Just some experiences I've had putting large PHP frameworks into strange spaces:
1. Most PHP frameworks are designed to have all state destroyed at the end of a request. I was trying to integrate a commercial ecommerce framework with something like Road Runner and another one that I forget the name of. The framework had a DI system which provides each module with its own private instance of all injected instances, so having a "worker" that doesn't "boot" everything each request sounded like a good idea (boot was expensive, and a lot of logic was storing module-specific state in module-private instances). I hit a few barriers inside the framework, but actually a lot of them were due to dependencies on PHP global state following state-of-the-art conventions and best practices. It lead to spooky side-effects like cache from one page view loading into the next, and worse. Getting frameworks to run in a loop in PHP can often lead to sharing state in code that was designed in a way that state is assumed to be destroyed soon.
2. PHP depends on lots of unexpected things. If you're deep into language internals already you probably know this however. I was putting symfony2 into a PHP Unikernel a long time ago, and it drove me a bit crazy because everything in the file system, SAPI, locales, etc... it was all missing bridges to something it expected the OS to provide. I ended up making an immutable FS with Nginx and PHP all static linked to each other, but it was really just enough for a POC, a real production ready env would have been a lot more effort. The point is, PHP has a lot of unexpected "hooks" into environments it has grown up around that might be well hidden.
Anyway, really cool project and I like the concept of using a SAPI, I think it has big potential.
Re (1) how feasible would it be to basically teach the PHP VM the equivalent of fork() so you can do all the booting once but still have a fresh copy of the end result on each request?
I mean, it's not going to be as cheap as getting the thing to actually run in a loop, but it might be enough cheaper than the booting process to be worthwhile.
This is one of the things FrankenPHP is dealing with (w/out fork).
The big 'gotcha' here is that the heap is typically shared amongst threads in a process and that's where globals tend to live. However, you could make a heap per thread (which is kind of how some implementations of isolates work). You lose a bit of perf by doing this but it does deal with the global stomping problem.
We've (NanoVMs) looked at this a few times. It can be done but as bdg mentioned most frameworks expect state to be in a completely clear so the real challenge is that you have to go in and deal with each framework itself (for instance using WP as an example).
If you had a php framework that wasn't so dependent on global state you could definitely make something way more performant.
In general scripting languages and their usage of global state is a recurring concurrency issue but I'm hopeful that the isolate pattern will catch on in other languages to help alleviate it.

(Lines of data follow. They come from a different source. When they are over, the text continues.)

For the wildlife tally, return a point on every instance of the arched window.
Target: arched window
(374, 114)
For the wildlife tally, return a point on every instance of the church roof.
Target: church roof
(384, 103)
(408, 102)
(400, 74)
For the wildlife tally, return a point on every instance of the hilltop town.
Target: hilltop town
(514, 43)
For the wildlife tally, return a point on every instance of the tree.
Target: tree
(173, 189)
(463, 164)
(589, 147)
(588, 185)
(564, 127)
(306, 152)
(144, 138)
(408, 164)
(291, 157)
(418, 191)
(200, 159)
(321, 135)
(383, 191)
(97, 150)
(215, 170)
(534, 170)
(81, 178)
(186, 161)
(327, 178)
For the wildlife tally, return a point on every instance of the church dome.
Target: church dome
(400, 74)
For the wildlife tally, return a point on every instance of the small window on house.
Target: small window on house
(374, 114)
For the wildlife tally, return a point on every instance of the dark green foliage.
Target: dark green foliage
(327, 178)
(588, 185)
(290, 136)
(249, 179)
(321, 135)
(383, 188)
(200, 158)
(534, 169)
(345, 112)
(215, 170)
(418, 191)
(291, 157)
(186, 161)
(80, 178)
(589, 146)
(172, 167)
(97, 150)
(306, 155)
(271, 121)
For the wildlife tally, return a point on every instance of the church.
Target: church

It's a cool idea but I haven't explored this in detail so I don't have a good answer. I haven't touched PHP in 2 years but they have a new feature which might achieve some of those design goals you mentioned:
> preload.php is an arbitrary file that will run once at server startup (PHP-FPM, mod_php, etc.) and load code into persistent memory.
It's interesting to me, because in a big ecomm framework we were getting 80ms PHP page loads, with something like preload it could probably be moved down to 25 or 30ms.